On Thursday, April 20, Pulitzer-Prize winning author Ian Johnson gave a public talk about his new book, The Souls of China: The Return of Religion After Mao, discussing his broad experience in the country and how it led him to document the Chinese people's search for their own moral centers in the aftermath of the communist Cultural Revolution and the turbulent politics that followed. The consummate inside-outsider, he regaled the audience with anecdotes from his five years of travel and research and introduced his audience to several of the individuals featured in the book. He took his listeners along for part of his journey to religious events and rituals seldom seen by non-Chinese and non-locals, inspiring reflection on the meaning of faith for billions of people and how their answers to this critical question will come to shape the future of their nation.

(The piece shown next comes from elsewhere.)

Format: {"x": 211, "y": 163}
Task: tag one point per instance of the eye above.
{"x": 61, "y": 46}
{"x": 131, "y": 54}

Ian Johnson is a journalist and writer focusing on society, religion, and history. He works out of Beijing and Berlin, where he also teaches and advises academic journals and think tanks. Johnson has spent over half of the past thirty years in the Greater China region, working as a newspaper correspondent in China from 1994 to 1996 with Baltimore's The Sun and from 1997 to 2001 with The Wall Street Journal, where he covered macro economics, China's WTO accession and social issues. In 2009, Johnson returned to China, where he writes features and essays for The New York Times, The New York Review of Books, The New Yorker, National Geographic, and other publications. He teaches undergraduates at The Beijing Center for Chinese Studies, and also runs a fellowship program there. In addition, he formally advises a variety of academic journals and think tanks on China, such as the Journal of Asian Studies, the Berlin-based think tank Merics, and New York University's Center for Religion and Media.